Force by pivot = 4 meters = 4 N

Therefore, the force that the pivot exerts on the rod is 4 N.

## To find the force that the pivot exerts on the rod, you can use the principle of torque equilibrium.

First, let's define the forces acting on the rod and sign system.

1. The weight of the rod acts downwards at its center of mass.
2. The weight of the sign also acts downwards at its center of mass.
3. The force exerted by the pivot on the rod acts upwards and is perpendicular to the rod.
4. The tension in the cable acts upwards and at a 90-degree angle to the rod.

Next, let's consider torque equilibrium. Torque is the product of the force and the perpendicular distance from the axis of rotation. Since the rod and the sign are in rotational equilibrium, the sum of their torques about any point must be zero.

Taking moments about the pivot point, we can balance the torques.

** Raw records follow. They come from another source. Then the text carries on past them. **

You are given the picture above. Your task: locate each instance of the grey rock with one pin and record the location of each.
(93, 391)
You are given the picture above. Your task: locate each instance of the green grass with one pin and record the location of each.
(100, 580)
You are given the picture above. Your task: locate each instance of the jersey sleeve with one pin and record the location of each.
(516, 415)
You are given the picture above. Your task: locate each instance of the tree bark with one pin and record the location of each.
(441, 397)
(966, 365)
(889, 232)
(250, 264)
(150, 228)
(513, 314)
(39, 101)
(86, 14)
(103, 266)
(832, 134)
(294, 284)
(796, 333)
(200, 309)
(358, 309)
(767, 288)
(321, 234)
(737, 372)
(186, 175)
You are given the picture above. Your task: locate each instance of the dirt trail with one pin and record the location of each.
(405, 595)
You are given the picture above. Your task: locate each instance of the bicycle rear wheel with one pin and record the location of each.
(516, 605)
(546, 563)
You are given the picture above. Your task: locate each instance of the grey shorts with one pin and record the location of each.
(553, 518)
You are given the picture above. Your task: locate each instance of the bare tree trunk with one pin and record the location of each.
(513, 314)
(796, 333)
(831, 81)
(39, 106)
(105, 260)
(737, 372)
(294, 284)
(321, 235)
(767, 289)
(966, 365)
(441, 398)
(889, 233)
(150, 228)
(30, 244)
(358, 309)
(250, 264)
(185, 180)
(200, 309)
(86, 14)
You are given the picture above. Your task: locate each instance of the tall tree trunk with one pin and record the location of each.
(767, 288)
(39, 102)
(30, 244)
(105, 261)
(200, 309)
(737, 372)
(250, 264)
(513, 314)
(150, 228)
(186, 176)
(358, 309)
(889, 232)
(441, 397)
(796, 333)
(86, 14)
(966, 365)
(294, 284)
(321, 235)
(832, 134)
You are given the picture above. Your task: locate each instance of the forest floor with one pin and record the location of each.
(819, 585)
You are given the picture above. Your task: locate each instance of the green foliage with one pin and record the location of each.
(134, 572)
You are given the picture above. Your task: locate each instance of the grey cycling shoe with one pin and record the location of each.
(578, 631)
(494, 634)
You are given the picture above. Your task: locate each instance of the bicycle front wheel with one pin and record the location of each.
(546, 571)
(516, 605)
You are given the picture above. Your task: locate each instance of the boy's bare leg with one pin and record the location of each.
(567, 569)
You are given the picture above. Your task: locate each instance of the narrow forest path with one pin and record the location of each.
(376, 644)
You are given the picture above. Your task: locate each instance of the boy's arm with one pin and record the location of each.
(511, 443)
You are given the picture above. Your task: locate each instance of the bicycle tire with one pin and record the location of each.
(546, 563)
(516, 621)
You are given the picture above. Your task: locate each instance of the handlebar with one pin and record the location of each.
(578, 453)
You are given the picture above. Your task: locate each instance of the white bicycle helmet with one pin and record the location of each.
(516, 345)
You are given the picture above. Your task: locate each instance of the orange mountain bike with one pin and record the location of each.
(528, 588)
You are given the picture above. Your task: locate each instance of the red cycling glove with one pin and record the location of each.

1. The weight of the rod produces a clockwise torque. The torque can be calculated as T_rod = (mass of rod) x (distance to the pivot point).
T_rod = 30 kg x 9.8 m/s^2 x (4 m / 2) = 588 Nm

2. The weight of the sign produces a clockwise torque as well. The torque is given by T_sign = (mass of sign) x (distance to the pivot point).
T_sign = 30 kg x 9.8 m/s^2 x 4 m = 1176 Nm

3. The tension in the cable produces an anti-clockwise torque. The torque can be calculated as T_cable = (tension in cable) x (distance to the pivot point). Since the cable is perpendicular to the rod, the distance is 1 m.
T_cable = Tension x 1 m

Using the principle of equilibrium, the sum of the torques should be zero, so:

T_rod + T_sign - T_cable = 0

Solving for the tension in the cable, we get:

T_cable = T_rod + T_sign
T_cable = 588 Nm + 1176 Nm
T_cable = 1764 Nm

So, the tension in the cable is 1764 Newton-meters (Nm). The force exerted by the pivot on the rod is the same as the tension in the cable, which is 1764 Newtons (N).